Ema es bailarina y la primera performance es representada frente a la imagen de un sol abrasador. Hay algo tribal y visceral en la danza. Por sus venas corre fuego y la danza (su lenguaje) le da proyección mientras arrasa con todo a su paso. Ema no sólo prende fuego a las laderas de los cerros de Valparaíso, enciende todo lo que la rodea, las demás personas se convierten en víctimas de su conducta desbocada.


Al comienzo de la cinta se insinúa que el transitar de Ema corre por derroteros infructuosos. Si el espectador se compadeciera de que tuvo que devolver a un hijo adoptado, pronto caería en el influjo de Ema, su danza manipuladora va siempre un paso adelante. Su vehemencia por ningún motivo puede ser vista como una debilidad. Ema pareciera ser una nihilista sin trazos de futuro, pero no os engañéis, su danza tiene algo de macabro. No tiene reparos morales para alcanzar sus objetivos.

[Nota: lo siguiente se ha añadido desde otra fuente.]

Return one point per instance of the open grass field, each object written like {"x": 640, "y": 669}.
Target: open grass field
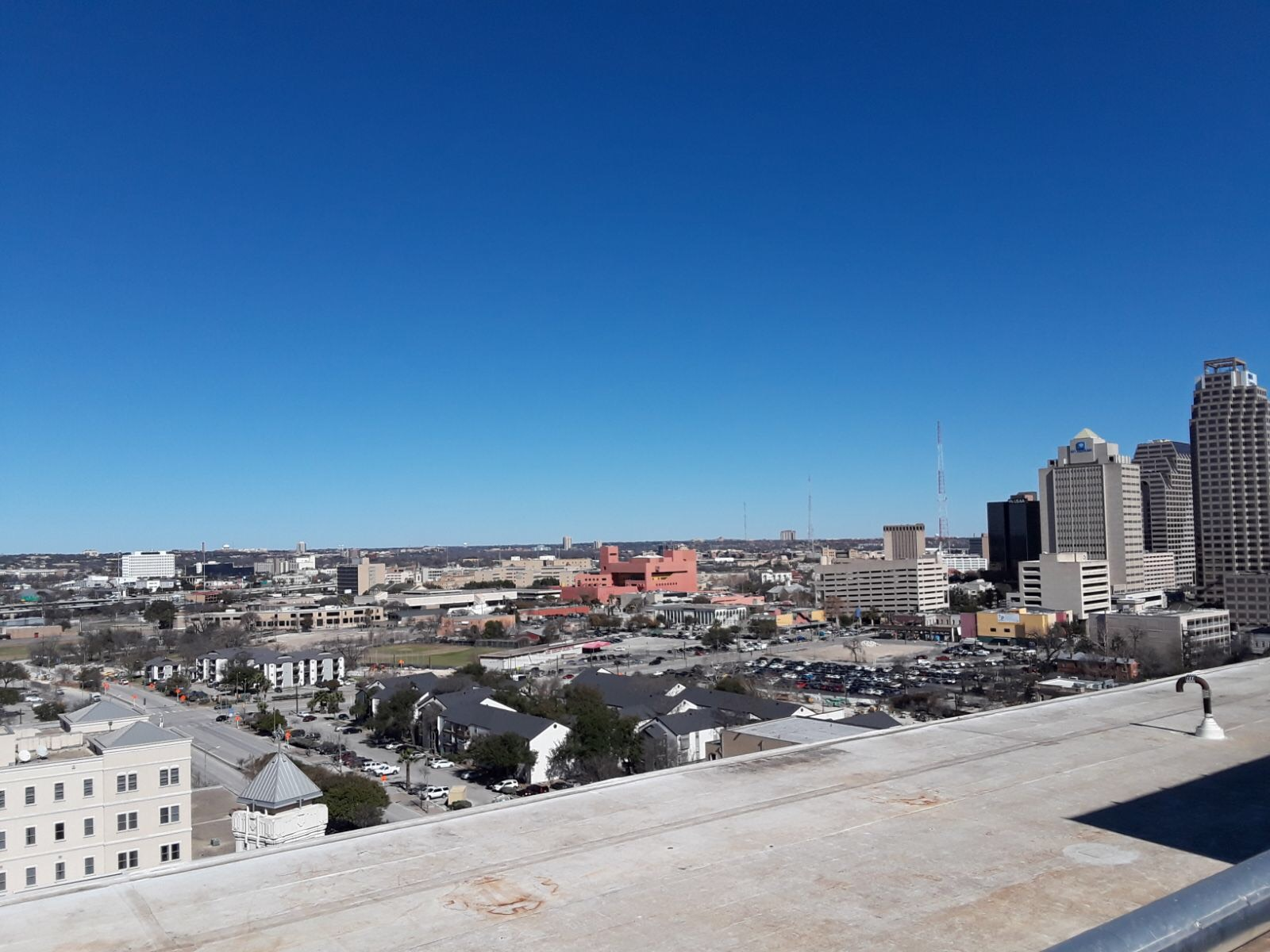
{"x": 425, "y": 655}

Pareciera que carece de instinto maternal, pero lo suyo es más fuerte. No va a abandonar a su hijo inmigrante, le buscará una familia, o lo que ella entiende por familia. Ema seduce y engaña a los nuevos padres adoptivos, por separado establece relaciones sexuales para engendrar a un hermano para ese hijo. Aníbal y Raquel serán padres cariñosos y Ema aportará fuego en una familia de dos madres y dos padres.


Descubre en el reggaetón un mundo tribal sin ataduras, su danza tampoco debe tener límites. Larraín logra darle un relato coherente a la pulsión del día a día enfrentado con desenfreno. No explica a los personajes (más bien oscuros) pero intuye que sus intenciones son válidas. Es otro lenguaje, la danza es corporal y más visceral.


En 2018, Gaspar Noé nos invitó a un baile distinto (Climax), de anécdota absurda. Perseguía que la sensualidad de unos movimientos nos llevara a vulnerar los límites. Seductoras imágenes, pero ahí donde Noé hacía convulsionar entre verdaderos zombis, Larraín nos encierra en un viaje perturbador, donde rescata el alma de los personajes que orbitan en la periferia de la sociedad.


Si no observamos la película con apertura, las decisiones de Ema nos parecerán grotescas y el personaje del hijo adoptado (casi no emite palabra) nos mirará con ojos de reproche por permitir que Ema lo haya involucrado en esta familia demencial.